Bug 1395360
| Summary: | Post-copy migration fails with XBZRLE compression | ||
|---|---|---|---|
| Product: | Red Hat Enterprise Linux 7 | Reporter: | Marcel Kolaja <mkolaja> |
| Component: | qemu-kvm-rhev | Assignee: | Dr. David Alan Gilbert <dgilbert> |
| Status: | CLOSED ERRATA | QA Contact: | xianwang <xianwang> |
| Severity: | unspecified | Docs Contact: | |
| Priority: | high | ||
| Version: | 7.3 | CC: | chayang, dgilbert, hhuang, jherrman, juzhang, knoel, michal.skrivanek, mrezanin, mzamazal, qizhu, qzhang, virt-maint, xianwang, zhengtli |
| Target Milestone: | rc | Keywords: | ZStream |
| Target Release: | --- | ||
| Hardware: | Unspecified | ||
| OS: | Unspecified | ||
| Whiteboard: | |||
| Fixed In Version: | qemu-kvm-rhev-2.6.0-28.el7_3.1 | Doc Type: | Bug Fix |
| Doc Text: |
Using post-copy migration with XOR-based zero run-lenth enconding (XBZRLE) compression previously caused the migration to fail and the guest to stay in a paused state. This update disables XBZRLE page compression for post-copy migration, and thus avoids the described problem.
|
Story Points: | --- |
| Clone Of: | 1368422 | Environment: | |
| Last Closed: | 2017-01-17 20:10:19 UTC | Type: | --- |
| Regression: | --- | Mount Type: | --- |
| Documentation: | --- | CRM: | |
| Verified Versions: | Category: | --- | |
| oVirt Team: | --- | RHEL 7.3 requirements from Atomic Host: | |
| Cloudforms Team: | --- | Target Upstream Version: | |
| Embargoed: | |||
| Bug Depends On: | 1368422 | ||
| Bug Blocks: | |||
|
Description
Marcel Kolaja
2016-11-15 19:12:16 UTC
Fix included in qemu-kvm-rhev-2.6.0-28.el7_3.1 Hi Qunfang, there are issues with build target configuration. Package with fix should be qemu-kvm-rhev-2.6.0-28.el7_3.1. As soon as target is fixed, I'll build correct version. Version -28 added some arm only fixes so it wasn't released for x86_64/ppc64. However, we will keep -28 for z-stream instead of -27. Mirek Hi, Mirek Got it, Thanks for the information. Bug reproduced:
This bug has been reproduced in PPC platform.

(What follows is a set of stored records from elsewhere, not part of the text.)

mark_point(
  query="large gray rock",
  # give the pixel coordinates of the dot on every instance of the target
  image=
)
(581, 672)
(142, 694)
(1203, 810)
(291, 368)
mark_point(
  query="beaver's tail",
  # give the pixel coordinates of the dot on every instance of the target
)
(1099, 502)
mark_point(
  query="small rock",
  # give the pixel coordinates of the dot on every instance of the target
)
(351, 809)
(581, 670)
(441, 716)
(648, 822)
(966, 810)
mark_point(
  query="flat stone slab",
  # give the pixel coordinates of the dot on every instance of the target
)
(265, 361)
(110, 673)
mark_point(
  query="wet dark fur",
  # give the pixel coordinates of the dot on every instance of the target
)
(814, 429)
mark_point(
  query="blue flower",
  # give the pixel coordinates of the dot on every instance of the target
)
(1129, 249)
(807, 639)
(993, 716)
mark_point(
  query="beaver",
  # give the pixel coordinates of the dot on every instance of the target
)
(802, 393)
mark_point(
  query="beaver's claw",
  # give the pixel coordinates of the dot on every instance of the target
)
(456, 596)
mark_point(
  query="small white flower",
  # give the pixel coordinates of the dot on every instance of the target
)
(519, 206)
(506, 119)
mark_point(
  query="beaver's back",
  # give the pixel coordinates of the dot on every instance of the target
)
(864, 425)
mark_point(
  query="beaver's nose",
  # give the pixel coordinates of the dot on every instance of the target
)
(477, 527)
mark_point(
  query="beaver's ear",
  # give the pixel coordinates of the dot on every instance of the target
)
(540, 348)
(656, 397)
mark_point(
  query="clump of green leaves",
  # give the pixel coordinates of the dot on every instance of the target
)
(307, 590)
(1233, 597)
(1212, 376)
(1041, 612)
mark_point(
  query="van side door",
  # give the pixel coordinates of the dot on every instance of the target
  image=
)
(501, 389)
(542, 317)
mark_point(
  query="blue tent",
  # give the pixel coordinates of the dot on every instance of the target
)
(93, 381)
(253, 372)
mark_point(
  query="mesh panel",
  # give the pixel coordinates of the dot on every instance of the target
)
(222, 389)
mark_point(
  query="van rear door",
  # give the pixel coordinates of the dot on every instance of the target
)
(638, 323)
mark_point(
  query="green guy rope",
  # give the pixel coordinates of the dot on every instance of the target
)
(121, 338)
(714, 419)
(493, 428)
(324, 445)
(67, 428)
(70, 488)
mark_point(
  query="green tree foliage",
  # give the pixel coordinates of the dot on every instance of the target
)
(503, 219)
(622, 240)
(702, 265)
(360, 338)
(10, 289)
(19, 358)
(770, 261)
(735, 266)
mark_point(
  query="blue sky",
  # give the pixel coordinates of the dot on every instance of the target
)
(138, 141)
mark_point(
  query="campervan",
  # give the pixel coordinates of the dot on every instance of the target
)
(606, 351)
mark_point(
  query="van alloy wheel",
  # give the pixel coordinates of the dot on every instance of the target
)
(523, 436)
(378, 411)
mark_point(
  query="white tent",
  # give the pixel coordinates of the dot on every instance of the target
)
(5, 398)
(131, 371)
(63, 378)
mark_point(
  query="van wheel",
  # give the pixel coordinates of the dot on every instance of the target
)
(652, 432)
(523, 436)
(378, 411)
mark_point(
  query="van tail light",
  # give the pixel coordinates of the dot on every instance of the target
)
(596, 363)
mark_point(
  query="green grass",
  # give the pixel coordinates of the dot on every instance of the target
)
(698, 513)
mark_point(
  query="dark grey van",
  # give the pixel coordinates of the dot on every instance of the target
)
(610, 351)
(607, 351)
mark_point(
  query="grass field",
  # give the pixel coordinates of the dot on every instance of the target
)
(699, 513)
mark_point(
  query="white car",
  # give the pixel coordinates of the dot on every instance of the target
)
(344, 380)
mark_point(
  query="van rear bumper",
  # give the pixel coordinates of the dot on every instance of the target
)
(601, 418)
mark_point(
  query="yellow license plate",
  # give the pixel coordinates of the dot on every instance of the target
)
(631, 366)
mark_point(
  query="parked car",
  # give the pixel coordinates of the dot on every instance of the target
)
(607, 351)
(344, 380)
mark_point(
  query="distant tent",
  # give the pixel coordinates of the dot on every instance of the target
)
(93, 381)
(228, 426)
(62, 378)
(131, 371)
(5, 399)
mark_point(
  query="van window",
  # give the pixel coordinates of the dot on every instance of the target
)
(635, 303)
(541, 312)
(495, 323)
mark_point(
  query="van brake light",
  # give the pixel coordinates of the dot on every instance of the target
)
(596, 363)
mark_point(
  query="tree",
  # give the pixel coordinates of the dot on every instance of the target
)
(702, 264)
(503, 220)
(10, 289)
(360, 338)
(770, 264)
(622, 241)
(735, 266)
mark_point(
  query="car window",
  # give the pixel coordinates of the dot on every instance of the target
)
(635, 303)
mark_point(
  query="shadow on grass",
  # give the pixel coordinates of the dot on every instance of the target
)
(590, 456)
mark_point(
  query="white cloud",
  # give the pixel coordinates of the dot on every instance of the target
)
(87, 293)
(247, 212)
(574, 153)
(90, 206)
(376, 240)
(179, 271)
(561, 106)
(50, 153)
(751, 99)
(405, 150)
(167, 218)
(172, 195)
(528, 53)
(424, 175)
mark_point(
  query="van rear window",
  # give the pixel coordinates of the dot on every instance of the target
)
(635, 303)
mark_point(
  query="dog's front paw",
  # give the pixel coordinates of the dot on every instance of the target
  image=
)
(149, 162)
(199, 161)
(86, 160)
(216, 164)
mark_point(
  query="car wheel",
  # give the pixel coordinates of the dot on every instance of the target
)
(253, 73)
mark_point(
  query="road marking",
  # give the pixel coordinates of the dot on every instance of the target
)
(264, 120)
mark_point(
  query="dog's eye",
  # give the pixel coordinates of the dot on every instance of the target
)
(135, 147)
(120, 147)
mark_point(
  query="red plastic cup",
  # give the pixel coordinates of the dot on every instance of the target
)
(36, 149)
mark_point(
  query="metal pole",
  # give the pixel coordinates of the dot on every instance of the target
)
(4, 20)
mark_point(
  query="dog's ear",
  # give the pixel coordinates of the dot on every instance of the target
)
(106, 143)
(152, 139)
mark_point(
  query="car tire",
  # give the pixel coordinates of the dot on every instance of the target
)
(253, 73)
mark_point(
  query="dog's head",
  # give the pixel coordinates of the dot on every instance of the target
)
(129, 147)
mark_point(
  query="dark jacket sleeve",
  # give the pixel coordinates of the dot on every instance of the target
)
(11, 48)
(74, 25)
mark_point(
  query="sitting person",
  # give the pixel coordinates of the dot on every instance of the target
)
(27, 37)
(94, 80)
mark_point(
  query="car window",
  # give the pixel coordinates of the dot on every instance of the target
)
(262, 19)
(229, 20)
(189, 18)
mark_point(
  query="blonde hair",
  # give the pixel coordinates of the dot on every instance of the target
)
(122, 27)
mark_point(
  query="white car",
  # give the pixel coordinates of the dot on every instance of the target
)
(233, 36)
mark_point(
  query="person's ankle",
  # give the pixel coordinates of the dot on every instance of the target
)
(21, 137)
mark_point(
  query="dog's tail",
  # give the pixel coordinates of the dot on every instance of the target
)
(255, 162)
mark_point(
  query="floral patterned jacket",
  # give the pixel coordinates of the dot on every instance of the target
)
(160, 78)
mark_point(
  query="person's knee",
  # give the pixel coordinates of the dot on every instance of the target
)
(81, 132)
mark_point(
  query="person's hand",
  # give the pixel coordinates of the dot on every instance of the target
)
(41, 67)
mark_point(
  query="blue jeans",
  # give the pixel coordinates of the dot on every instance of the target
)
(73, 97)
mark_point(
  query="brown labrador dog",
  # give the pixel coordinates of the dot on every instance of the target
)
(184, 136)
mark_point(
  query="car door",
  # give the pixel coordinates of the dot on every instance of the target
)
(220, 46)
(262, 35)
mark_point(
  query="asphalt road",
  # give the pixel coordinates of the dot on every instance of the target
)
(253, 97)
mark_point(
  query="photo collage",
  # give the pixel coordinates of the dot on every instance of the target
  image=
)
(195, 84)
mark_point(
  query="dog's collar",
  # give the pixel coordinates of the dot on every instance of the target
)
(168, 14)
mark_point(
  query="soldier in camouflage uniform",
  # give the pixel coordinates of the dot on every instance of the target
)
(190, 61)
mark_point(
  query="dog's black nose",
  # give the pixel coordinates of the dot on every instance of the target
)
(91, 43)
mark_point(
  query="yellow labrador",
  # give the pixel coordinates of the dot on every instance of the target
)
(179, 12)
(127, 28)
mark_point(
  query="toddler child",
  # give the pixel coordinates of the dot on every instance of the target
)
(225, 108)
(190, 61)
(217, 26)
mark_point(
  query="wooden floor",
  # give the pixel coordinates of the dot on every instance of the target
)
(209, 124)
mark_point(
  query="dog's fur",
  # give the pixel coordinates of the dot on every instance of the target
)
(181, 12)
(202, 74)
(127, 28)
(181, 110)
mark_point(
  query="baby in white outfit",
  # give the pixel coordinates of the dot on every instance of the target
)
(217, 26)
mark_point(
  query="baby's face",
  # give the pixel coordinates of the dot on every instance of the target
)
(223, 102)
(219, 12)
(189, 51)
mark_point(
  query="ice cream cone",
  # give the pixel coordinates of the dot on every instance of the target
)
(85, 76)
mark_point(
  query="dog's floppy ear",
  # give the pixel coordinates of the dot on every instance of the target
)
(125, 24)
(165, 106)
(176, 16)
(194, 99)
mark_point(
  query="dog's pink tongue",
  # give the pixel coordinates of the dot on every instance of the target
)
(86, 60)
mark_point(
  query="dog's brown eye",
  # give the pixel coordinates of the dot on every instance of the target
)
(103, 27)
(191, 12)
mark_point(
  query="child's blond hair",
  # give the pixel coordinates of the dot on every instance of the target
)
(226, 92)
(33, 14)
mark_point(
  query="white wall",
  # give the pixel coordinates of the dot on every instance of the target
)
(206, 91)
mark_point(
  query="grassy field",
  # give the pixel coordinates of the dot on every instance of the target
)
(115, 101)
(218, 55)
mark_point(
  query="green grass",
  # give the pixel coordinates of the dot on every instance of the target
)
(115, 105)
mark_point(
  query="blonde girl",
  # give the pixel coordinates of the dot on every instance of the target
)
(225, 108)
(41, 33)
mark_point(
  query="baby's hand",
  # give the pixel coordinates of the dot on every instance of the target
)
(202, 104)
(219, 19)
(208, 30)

Version-Release number of selected component (if applicable):
Host:
kernel:3.10.0-514.el7.ppc64le
qemu-kvm-rhev-2.6.0-20.el7.ppc64le
SLOF-20160223-6.gitdbbfda4.el7
Guest:
3.10.0-514.el7.ppc64le
Steps to Reproduce:
1. This production is in single one host,ie.,the src=dst.
Boot a vm with qemu cli in ppc64le host,the full cli is as "Additional info",then, boot another vm in same host with same cli as first one and appending "-incoming tcp:0:5801"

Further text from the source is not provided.